I feel like no matter what I'm doing I'm wasting my life.
Whenever I focus on being creative and productive, I feel empty, stressed, and anexious.
Whenever I focus on having fun, I feel like I'm wasting my time, and am worthless.
When I try to balance or schedule it, I usually get so anexious I panic and do nothing, or I feel like I'm forcing myself in some way.

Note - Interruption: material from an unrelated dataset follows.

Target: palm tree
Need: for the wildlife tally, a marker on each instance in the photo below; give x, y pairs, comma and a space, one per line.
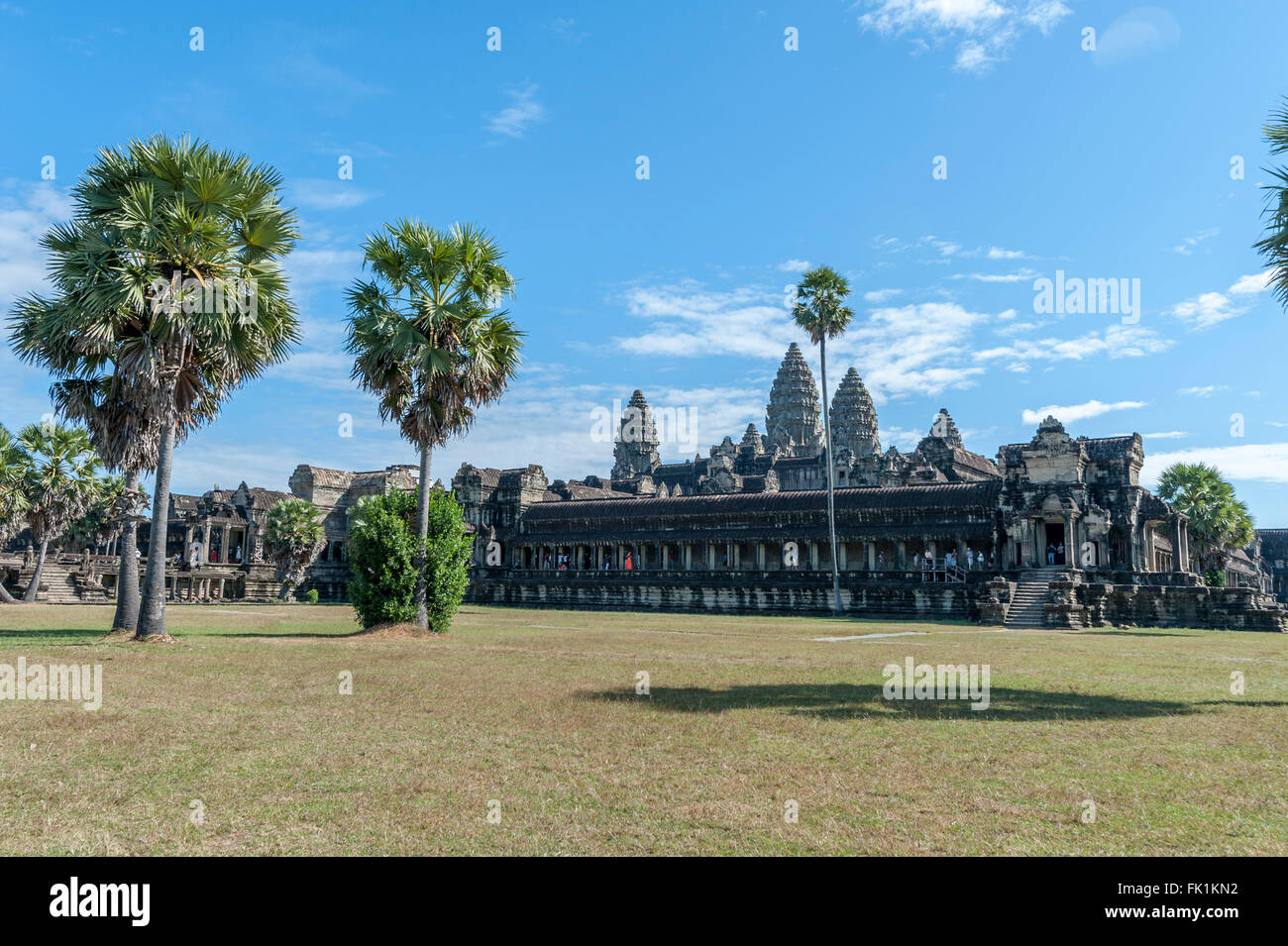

How do I help these feelings?
Not OP but feel very similar
You are me OP, but unfortunately I have no answer to this. I just waste my time and slowly care less as I get older and closer to death.
It has something to do with upbringing, doesn't it?
parents would force you to study and work hard to get grades in things that do not interest you and you can't see a direct impact of it on your life.
On the other hand they would always shame you for wasting times on hobbies like vidya, which are the things you like and bring you satisfaction.
Whole duality creates toxic process of escapism when you procrastinate, feel guilty about it, get stressed and thus procrastinate even more.
>>17801371
I have a very good job and a strong degree, and while I was studying I really thought I'd be invested in it, but I've found that I'm not. I feel like I wasted 4 years of my life.
I also never felt that I invested my time somewhere. I could spend my time studying the whole fucking day, yet never get anything better than B/C.
Ripped apart by feelings of wasting my time and never being able to achieve something insignificant like good marks, not saying about becoming a professional, specialist in some field. Not being able to compete is what kills my shitty drive to do anything, every day.